Jenny Lind's soup
- Type: Soup
- Main ingredients: Rutabaga, chicken stock, roux, Gruyère cheese, sago, egg yolks, heavy cream, egg whites

= Jenny Lind's soup =

Type of soup

Jenny Lind's soup is a soup named for popular 19th-century singer Jenny Lind. She is supposed to have used this soup to soothe her chest and found it to be beneficial to her voice before performances.

The dish is made from mashed rutabaga or sago, chicken stock thickened with a roux, Gruyère cheese, sage, egg yolks, and heavy cream, and topped with beaten egg whites. (This topping, unfamiliar to many, is a common tradition in French cuisine de famille, as it uses up the whites left over from using the yolks as a thickener).

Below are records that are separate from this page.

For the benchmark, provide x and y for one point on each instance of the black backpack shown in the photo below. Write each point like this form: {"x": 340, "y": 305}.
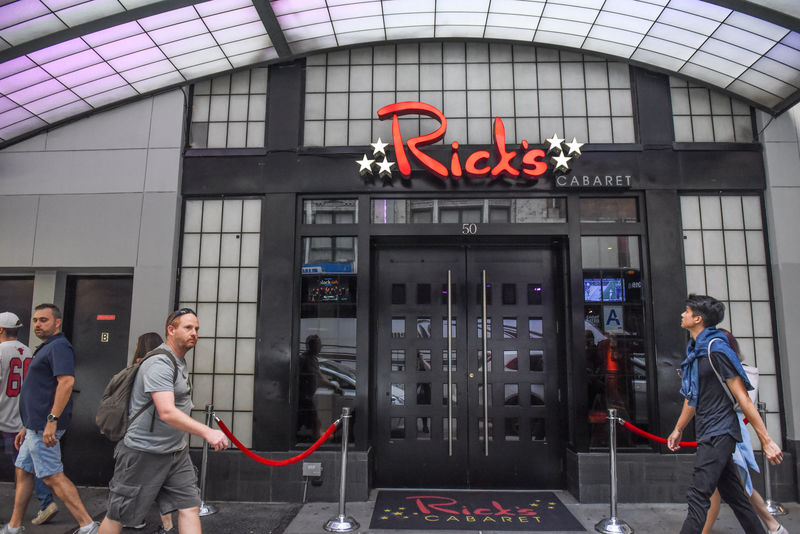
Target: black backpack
{"x": 112, "y": 414}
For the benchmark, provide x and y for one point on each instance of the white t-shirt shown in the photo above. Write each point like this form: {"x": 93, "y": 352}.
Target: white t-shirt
{"x": 14, "y": 360}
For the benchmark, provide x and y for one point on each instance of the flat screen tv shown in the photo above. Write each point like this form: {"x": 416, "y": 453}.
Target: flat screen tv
{"x": 603, "y": 290}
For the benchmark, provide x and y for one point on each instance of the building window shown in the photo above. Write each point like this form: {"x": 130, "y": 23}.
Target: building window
{"x": 536, "y": 91}
{"x": 454, "y": 211}
{"x": 702, "y": 115}
{"x": 725, "y": 256}
{"x": 219, "y": 279}
{"x": 230, "y": 111}
{"x": 326, "y": 361}
{"x": 614, "y": 335}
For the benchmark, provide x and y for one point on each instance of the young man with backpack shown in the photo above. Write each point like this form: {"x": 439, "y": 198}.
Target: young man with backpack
{"x": 716, "y": 424}
{"x": 156, "y": 442}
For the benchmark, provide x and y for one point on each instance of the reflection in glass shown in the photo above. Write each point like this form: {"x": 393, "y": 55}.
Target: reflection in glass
{"x": 537, "y": 394}
{"x": 534, "y": 294}
{"x": 398, "y": 360}
{"x": 453, "y": 360}
{"x": 535, "y": 327}
{"x": 511, "y": 395}
{"x": 398, "y": 394}
{"x": 538, "y": 431}
{"x": 510, "y": 327}
{"x": 537, "y": 360}
{"x": 509, "y": 294}
{"x": 452, "y": 327}
{"x": 423, "y": 428}
{"x": 488, "y": 360}
{"x": 480, "y": 429}
{"x": 444, "y": 394}
{"x": 510, "y": 360}
{"x": 480, "y": 395}
{"x": 423, "y": 393}
{"x": 480, "y": 328}
{"x": 423, "y": 360}
{"x": 424, "y": 327}
{"x": 398, "y": 294}
{"x": 398, "y": 327}
{"x": 330, "y": 211}
{"x": 454, "y": 211}
{"x": 512, "y": 429}
{"x": 398, "y": 429}
{"x": 446, "y": 428}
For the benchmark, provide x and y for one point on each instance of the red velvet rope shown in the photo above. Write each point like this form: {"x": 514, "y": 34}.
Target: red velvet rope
{"x": 328, "y": 433}
{"x": 653, "y": 437}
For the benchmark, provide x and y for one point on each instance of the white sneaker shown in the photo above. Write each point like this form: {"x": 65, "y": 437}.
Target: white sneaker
{"x": 45, "y": 514}
{"x": 93, "y": 530}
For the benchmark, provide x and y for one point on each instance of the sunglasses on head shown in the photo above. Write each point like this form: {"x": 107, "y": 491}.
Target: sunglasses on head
{"x": 177, "y": 313}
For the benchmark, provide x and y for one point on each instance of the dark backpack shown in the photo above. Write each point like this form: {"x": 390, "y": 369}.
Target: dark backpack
{"x": 112, "y": 414}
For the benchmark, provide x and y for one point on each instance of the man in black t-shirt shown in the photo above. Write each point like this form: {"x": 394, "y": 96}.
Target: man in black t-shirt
{"x": 716, "y": 424}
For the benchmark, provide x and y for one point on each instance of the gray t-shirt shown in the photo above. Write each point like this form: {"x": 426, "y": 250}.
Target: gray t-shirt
{"x": 155, "y": 374}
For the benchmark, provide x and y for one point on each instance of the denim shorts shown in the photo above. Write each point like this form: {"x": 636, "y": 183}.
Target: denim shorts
{"x": 34, "y": 457}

The soup is mentioned in Isabella Beeton's Mrs Beeton's Book of Household Management (1861). The information was taken, uncredited, from Eliza Acton's Modern Cookery for Private Families in the expanded edition (1855). Acton is likely to have received the recipe by way of her friend Mary Howitt, translator of Swedish writer Fredrika Bremer, but she acknowledges only "the kindness of the very popular Swedish authoress, Miss Bremer".

==In popular culture==
The soup was the hook for a joke in many British and Irish newspapers, including the Western Daily Mercury, for more than sixty years: "“Why would Jenny Lind make good soup?" – "Because she's neither Alboni (all bony) nor Grisi (greasy)".

Leopold Bloom, a character in James Joyce's Ulysses, fantasizes about it while lunching in the Ormond Hotel: "Jenny Lind soup: stock, sage, raw eggs, half-pint of cream. For creamy dreamy."